The potential ramifications of Brexit on personal injury claims

March 2019 is the expected date that the UK will sever all ties with the EU. Already, we have such uncertainty throughout our economic and political sectors that it’s difficult to determine how this divorce will affect key areas of law and business.

Experts predict everyone will feel the impact of Brexit in 2019. But since many of our health and safety laws are connected with EU regulations and directives, could personal injury claims be one of the main areas affected?


Looking into how UK lawyers, clients and practices might change post-Brexit is law firm Tilly Bailey and Irvine — experts in medical negligence claims.


What is the current situation with EU directives and regulations?


Many people aren’t completely clear on what exactly EU directives and regulations are. To start, we’ll look at directives.
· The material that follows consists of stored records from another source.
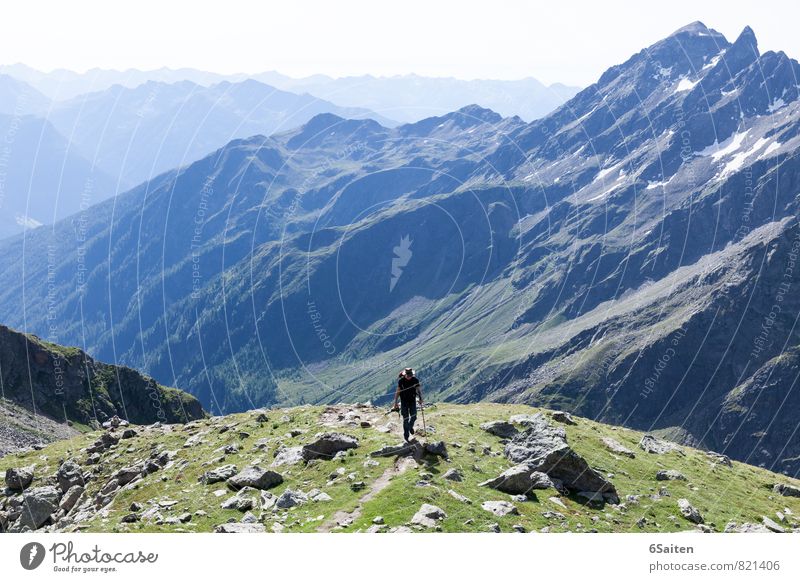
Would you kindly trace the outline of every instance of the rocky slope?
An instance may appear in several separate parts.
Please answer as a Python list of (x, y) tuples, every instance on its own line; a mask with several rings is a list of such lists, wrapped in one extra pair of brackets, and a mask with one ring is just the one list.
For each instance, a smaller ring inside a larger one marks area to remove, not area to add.
[(0, 531), (795, 531), (800, 482), (521, 405), (119, 426), (0, 459)]
[(798, 77), (693, 23), (533, 123), (237, 140), (0, 244), (0, 318), (217, 413), (385, 402), (410, 364), (797, 475)]
[(67, 438), (113, 417), (134, 423), (204, 416), (193, 396), (0, 325), (0, 454)]

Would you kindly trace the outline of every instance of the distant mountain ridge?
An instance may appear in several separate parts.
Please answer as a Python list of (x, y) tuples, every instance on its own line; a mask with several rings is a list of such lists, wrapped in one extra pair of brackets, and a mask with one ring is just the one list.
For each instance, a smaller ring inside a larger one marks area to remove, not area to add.
[(441, 115), (472, 103), (493, 109), (505, 117), (518, 115), (526, 121), (533, 121), (550, 113), (580, 90), (562, 83), (545, 85), (533, 77), (513, 81), (464, 80), (413, 74), (339, 78), (311, 75), (294, 78), (275, 71), (224, 75), (189, 68), (151, 71), (91, 69), (85, 73), (56, 70), (43, 73), (22, 64), (0, 66), (0, 72), (25, 81), (57, 100), (104, 91), (113, 85), (132, 89), (147, 82), (189, 81), (209, 87), (221, 82), (239, 83), (252, 79), (284, 91), (310, 93), (342, 107), (370, 109), (404, 123)]

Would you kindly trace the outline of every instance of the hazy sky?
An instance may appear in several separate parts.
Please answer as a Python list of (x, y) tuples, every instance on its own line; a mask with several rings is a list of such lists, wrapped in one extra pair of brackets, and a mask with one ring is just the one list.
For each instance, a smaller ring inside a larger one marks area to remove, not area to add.
[(0, 62), (51, 70), (194, 67), (292, 76), (418, 73), (587, 85), (694, 20), (800, 57), (790, 2), (667, 0), (5, 3)]

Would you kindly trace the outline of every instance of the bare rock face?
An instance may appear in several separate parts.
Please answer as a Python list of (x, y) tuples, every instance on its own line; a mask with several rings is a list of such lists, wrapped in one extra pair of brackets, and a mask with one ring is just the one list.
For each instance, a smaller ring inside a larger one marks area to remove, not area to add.
[(552, 426), (542, 415), (536, 415), (524, 432), (511, 439), (505, 455), (532, 472), (558, 479), (570, 490), (602, 493), (609, 501), (619, 501), (614, 485), (570, 448), (564, 429)]
[(306, 461), (311, 459), (332, 459), (336, 453), (355, 449), (358, 447), (358, 439), (339, 432), (326, 432), (317, 435), (316, 440), (303, 447), (303, 458)]

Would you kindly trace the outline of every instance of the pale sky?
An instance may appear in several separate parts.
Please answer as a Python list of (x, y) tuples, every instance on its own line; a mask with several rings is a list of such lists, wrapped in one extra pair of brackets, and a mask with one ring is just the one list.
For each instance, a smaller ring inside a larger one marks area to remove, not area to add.
[(511, 0), (19, 0), (5, 3), (0, 64), (51, 70), (193, 67), (536, 77), (588, 85), (610, 65), (695, 20), (733, 41), (800, 57), (793, 2)]

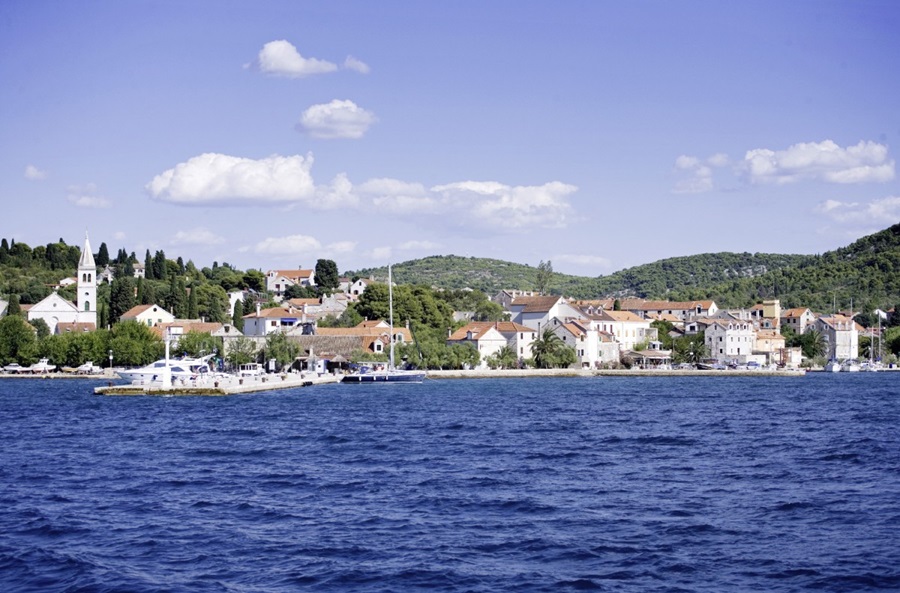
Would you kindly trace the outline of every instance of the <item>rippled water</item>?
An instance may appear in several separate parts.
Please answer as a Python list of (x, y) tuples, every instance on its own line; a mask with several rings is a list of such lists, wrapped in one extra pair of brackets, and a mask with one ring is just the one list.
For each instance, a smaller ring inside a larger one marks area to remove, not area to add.
[(0, 590), (900, 590), (898, 384), (0, 381)]

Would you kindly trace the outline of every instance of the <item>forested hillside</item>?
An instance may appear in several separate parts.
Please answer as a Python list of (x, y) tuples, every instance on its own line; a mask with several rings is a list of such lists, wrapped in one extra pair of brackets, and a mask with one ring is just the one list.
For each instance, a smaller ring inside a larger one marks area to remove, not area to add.
[[(674, 291), (706, 288), (735, 278), (756, 277), (811, 259), (806, 255), (765, 253), (707, 253), (674, 257), (599, 278), (553, 274), (548, 292), (585, 299), (614, 296), (663, 299)], [(368, 268), (351, 274), (383, 280), (387, 276), (387, 268)], [(426, 257), (393, 266), (394, 282), (398, 284), (472, 288), (487, 294), (501, 289), (536, 290), (538, 274), (537, 267), (455, 255)]]

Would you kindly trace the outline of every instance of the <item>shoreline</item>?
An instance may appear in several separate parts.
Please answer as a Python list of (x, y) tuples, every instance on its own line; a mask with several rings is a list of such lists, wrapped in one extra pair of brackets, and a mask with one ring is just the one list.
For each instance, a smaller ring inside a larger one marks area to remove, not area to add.
[(427, 379), (503, 379), (544, 377), (804, 377), (806, 370), (702, 369), (469, 369), (427, 371)]

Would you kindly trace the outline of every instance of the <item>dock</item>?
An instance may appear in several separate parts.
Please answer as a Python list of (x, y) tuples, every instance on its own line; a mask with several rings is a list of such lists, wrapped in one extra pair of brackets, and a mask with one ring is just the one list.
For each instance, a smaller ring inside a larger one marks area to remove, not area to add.
[(115, 384), (95, 387), (98, 395), (236, 395), (241, 393), (257, 393), (260, 391), (278, 391), (298, 389), (313, 385), (339, 383), (340, 375), (318, 375), (315, 373), (268, 374), (256, 377), (237, 377), (234, 375), (215, 376), (202, 384), (192, 381), (173, 381), (171, 387), (163, 387), (159, 383), (147, 384)]

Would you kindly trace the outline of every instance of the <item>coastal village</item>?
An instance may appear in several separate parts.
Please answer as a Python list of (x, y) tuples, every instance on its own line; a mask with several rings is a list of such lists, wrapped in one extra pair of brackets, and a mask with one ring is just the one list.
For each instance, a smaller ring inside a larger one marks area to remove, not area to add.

Essentially, EU directives are legal acts and laws aimed at EU member states. Once enacted, every nation that is part of the EU must make them national law by a stated deadline. What does this mean for the UK? EU directives have been turned into laws using Statutory Instruments. This is a process that means the government isn’t required to create a new piece of law and get it passed through parliament every time a new legal act is created.


Contrastingly, EU regulations are more specific than directives. EU regulations are basically the minimum requirements and fundamental principles that members of the EU must follow once the legal acts are instated.


What are the main EU regulations and directives that could affect personal injury claims?

There are several EU regulations and directives in the UK. The main ones are:


Suffering an accident or injury abroad


When residents of the UK go abroad, whether travelling or on holiday, many rely on the European Health Insurance Card (EHIC) scheme. At the moment, this gives those from the UK the right to access state-provided healthcare whenever they are temporarily situated somewhere else in the European Economic Area. Approximately 27 million EHIC cards have been issued across the UK to date, so changes to this will be felt countrywide. EHIC cards are helpful in times when someone in the UK has an accident in a EU Member State, regardless of the extent of their travel insurance cover.


The EHIC scheme is very handy for giving UK citizens help and peace of mind when abroad in the EU, but there is also another law from the European “Sixth Directive” 2009. This helps passport holders of an EU country who have had an accident in an EU member nation which was caused by an uninsured driver. If an incident like this occurs, the person from the UK can make a claim and request compensation through the UK’s Motor Insurers Bureau (MIB). As a result, a process is started where the MIB seeks reimbursement from the equivalent office that is set up in the country where the accident took place.


Health and Safety at Work Act (1974)


A fundamental directive, the 1974 Health and Safety Work Act guarantees the nation’s basic safety and health requirements for employees and employers across the EU. Companies operating within the EU must put in place certain safeguards to protect workers and visitors on a site or workplace. The groundwork for the 1974 Health and Safety at Work Act came from The European Framework Directive on Safety and Health at Work.


Consumer Protection Act (1987)


In the 1980s, the Consumer Protection Act came into force to ensure and improve product safety for buyers across the political union. This means that people paying for goods and services in the UK are protected. The Consumer Protection Act 1987, and its associated regulations, was passed as a result of an EU directive from 1985 — which ensured strict liability for producers of substandard products.


The after-effects of the EU divorce on personal injury claims


We hope that the divorce in 2019 is not as chaotic as many predict. However, this depends on the government’s ability to negotiate the best leaving terms with the EU. A huge factor affecting the UK’s future stability will be the replacement of EU directives and regulations. The prime minister and their cabinet must have in place appropriate UK laws to take over from the former EU laws. However, the public shouldn’t worry too much. Until any such motion is made, nothing will change — old European laws will not instantly stop being relevant just because the UK is no longer a part of the EU.


Positively, things are looking good for the personal injury claim sector specifically. There’s evidence that those in power have already broached the subject of Brexit’s impact. This has come in the form of the EHIC scheme, where there has been a deal in principle agreed by negotiators in Brussels at the end of August this year, which involved David Davis, the Brexit Secretary. Essentially, this agreement outlines that a British pensioner who has retired in another EU country and then travels to another EU nation for holidays can still use their EHIC card whenever they need medical attention. Although this does not include everyone, this move is a positive indicator for the future of the EHIC scheme.


Overall, nobody knows how Brexit will truly affect personal injury claims and the legal experts who must deal with them. But hopefully, the more discussions and negotiations that take place, the clearer we’ll be on what to expect. For now, how UK residents will make personal injury claims post-Brexit and how lawyers will be able to assist their clients, remains uncertain.